You may be forgiven for thinking that no baking has been going on in our house for the last two months but this is certainly not the case! I can’t really explain why I’ve let the blog lapse as baking is very much a part of my life and indeed very good therapy in what is turning out to be my own personal “annus horribilis”.
Anyway, I feel the blog is rested for long enough and it’s time to catch up. I hate it when blogs just end, as if the writer died or just evaporated. I like to know if someone has decided to give up. No such thing here!
Friends of ours who lived over near Richelieu for several years have recently sold up, packed up and moved back to the UK.
It was family ties that took our friends back to the UK and we’re very sorry to see them go. A leaving party was arranged once the vans were all packed and the legal formalities complete. I offered to provide the cake, which needed to be gluten free.
I used an adaptation of a recipe that I’ve used several times before, which is basically a Victoria sponge recipe from Hannah Miles’ book , “the gluten free baker”. This time I baked it in a ring tin, which makes a cake which goes a long way in a crowd and cuts easily into small, manageable slices. Most people don’t want a huge slab of cake after they’ve filled up on other party food, but everyone is usually pleased to have a little slice to go with the speeches and toasts. This one worked well as the crumb was not too crumbly and the slices were easy to pass around and hold in the hand.

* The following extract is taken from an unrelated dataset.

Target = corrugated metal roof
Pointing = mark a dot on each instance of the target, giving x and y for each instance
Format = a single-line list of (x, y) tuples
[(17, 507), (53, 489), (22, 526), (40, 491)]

Finding something to decorate it with proved too much of a challenge in France. I couldn’t find any appropriate cake decorations as such and house warming cards do not seem to exist here, so I used one I had in stock*, cut it up and glued the pictures onto wooden sticks to decorate the cake, after icing it with simple icing and dotting a few halves of glacé cherries and bits of chopped almond on the top. The candle holder in the middle was a 1€ bargain from a vide grenier this summer and fits perfectly in the hole in the middle of the cake.
With the appropriate decoration this large gluten free cake lends itself to any and every party or occasion.
185g softened butter
185g caster sugar
200g ground almonds
125g gluten free self raising flour
150ml crème fraîche
1 tsp almond essence
Preheat the oven to 180°C/160°fan/gas mk 4. Grease and flour a large ring or Bundt tin.
Put the butter and sugar in a large mixing bowl and beat or whisk until light and fluffy.
Add the eggs one at a time and beat well with each addition.
Add the other cake ingredients and fold in gently until evenly combined.
Spoon the mixture into the prepared tin and bake for 40-50 minutes until the cake is firm and golden and passes the skewer test. Remove from the oven, turn out and cool on a wire rack.
Make an icing using about 150g icing sugar, blended with lemon juice to the consistency of double cream. Pour over the cake and allow to run down the sides. Decorate as desired.
Serves 12-15 slices.
*Birthday cards and other greeting cards are incredibly expensive in France so I usually stock up on a random selection of all types of card in the UK and bring them with me.